Caused by stubble burning set on 14 October 2018, which is prohibited but fairly common at the end of the harvesting season, a massive fire broke out on 15 October fuelled by the strong wind. It spread to 800 ha when reeds, grass and undergrowth along the Bega river were caught by fire. The most heavily affected was the Tiganjica section. Though the fire was extinguished by 16 October, with continuous smoldering in the next days, several hundred of hectares of the reserve were burned.

There was no concern for the bird life, though, as most of the migratory birds already moved out, and also there were no chicks because of the late season. The only scenic lookout in the reserve, which was made of wood, was burned to the ground. An 81-year old man was later arrested for causing the fire.
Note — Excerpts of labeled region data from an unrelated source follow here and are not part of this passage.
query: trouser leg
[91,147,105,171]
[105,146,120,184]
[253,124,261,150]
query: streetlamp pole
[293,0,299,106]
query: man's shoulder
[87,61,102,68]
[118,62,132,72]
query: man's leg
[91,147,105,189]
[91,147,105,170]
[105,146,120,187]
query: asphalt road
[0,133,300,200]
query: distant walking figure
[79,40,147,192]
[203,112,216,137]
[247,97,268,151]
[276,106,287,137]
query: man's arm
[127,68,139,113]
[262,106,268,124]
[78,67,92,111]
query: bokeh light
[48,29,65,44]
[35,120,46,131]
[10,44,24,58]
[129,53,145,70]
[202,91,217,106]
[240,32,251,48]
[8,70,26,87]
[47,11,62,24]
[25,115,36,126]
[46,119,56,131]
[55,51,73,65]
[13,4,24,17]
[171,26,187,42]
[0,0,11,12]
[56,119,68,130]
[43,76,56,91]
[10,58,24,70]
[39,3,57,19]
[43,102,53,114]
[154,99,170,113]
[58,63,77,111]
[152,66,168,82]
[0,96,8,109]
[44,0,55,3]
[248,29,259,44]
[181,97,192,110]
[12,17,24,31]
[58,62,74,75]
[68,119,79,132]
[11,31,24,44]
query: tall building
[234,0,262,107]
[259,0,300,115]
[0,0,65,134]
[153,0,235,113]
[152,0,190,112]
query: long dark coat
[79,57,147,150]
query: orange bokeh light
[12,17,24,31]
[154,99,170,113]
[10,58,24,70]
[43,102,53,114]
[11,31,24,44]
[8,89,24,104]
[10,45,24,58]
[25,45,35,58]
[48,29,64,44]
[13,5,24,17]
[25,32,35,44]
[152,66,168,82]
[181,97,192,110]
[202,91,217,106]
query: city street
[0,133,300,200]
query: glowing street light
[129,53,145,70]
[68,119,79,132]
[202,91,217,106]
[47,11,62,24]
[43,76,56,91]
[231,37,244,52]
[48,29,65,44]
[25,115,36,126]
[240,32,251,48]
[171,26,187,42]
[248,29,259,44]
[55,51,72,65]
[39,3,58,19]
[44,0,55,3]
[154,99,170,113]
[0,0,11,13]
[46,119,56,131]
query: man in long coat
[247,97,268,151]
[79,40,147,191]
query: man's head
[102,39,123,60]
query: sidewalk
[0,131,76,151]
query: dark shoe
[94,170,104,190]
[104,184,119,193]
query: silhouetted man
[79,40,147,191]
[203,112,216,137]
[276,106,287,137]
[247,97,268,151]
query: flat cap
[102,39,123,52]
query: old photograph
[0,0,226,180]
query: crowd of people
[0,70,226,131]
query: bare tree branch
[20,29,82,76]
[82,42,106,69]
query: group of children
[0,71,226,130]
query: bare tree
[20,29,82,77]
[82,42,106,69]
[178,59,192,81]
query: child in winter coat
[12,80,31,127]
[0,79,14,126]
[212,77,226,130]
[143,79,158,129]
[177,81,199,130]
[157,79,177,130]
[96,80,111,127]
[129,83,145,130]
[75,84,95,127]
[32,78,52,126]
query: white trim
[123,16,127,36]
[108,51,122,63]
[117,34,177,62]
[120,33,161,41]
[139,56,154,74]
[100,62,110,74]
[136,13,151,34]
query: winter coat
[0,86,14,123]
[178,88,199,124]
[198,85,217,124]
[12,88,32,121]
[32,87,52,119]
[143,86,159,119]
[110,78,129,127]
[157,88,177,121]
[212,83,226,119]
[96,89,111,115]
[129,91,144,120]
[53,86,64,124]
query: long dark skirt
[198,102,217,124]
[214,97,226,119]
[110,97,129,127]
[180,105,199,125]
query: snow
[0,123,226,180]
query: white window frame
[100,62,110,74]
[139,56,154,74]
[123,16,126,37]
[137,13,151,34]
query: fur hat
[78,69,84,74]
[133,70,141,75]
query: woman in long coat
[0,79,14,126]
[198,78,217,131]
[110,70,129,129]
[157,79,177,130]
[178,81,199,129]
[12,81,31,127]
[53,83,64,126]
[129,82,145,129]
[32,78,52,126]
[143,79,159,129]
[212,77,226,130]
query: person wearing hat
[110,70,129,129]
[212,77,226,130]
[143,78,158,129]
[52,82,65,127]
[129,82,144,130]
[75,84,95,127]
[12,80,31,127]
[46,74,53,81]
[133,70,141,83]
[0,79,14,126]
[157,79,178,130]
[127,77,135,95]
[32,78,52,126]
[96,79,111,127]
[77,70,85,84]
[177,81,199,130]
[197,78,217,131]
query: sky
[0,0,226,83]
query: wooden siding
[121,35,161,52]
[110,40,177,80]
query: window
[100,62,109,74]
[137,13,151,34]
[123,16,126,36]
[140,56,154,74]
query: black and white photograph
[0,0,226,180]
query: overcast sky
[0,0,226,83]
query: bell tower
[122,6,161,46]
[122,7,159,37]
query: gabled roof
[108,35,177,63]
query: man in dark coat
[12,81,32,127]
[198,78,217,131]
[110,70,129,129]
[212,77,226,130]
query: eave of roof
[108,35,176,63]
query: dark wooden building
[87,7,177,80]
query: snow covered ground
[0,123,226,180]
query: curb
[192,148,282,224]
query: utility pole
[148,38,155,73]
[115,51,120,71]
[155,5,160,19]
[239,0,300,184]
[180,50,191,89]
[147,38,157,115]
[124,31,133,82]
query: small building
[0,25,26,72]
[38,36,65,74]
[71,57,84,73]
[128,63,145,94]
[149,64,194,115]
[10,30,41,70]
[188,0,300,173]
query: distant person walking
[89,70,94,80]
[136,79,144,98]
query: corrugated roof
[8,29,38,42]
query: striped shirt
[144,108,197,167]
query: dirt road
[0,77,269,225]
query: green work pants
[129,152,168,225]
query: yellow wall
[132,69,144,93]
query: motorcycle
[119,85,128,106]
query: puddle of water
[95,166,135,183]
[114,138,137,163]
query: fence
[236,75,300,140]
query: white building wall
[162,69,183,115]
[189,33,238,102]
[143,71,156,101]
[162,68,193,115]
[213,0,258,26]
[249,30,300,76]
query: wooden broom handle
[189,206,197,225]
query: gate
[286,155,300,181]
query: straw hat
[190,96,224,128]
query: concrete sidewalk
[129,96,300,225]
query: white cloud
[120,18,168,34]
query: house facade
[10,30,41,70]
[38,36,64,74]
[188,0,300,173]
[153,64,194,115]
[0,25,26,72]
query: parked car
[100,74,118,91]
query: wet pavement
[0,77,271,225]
Minister of Environmental Protection Goran Trivan said that in the end a total of 805 ha of the reserve was caught by fire. He added that there are some artificial ways of revitalizing the damaged terrain. Only in 2022 the area began to visibly recover and birds returned in greater number.

=== 2020s ===

After almost 30 years of power wrestling between the environmentalists and authorities, the legal status of the reserve was changed in 2022, and the "Natural Reserves" institute from Zrenjanin became a caretaker. The institute was formed specifically to administer the reserve. This allowed the revitalization of the area, which degraded in time. Parts of the reserve became "significantly degraded", Tiganjica pond dried out, while Perleska pond reduced to 30% of its original size. Plans include dredging of the Old Bega river on its entire course, so it will become navigable for touristic boats again. The water pumps for extinguishing further fires were placed through the reserve. Discharging of the wastewater from the fishponds was aborted, though it would take several years for the ecosystem to revitalize, and the ranger service was enhanced. Construction of the system of scenic viewpoints, observation towers, children's playgrounds and touristic facilities will start in 2022.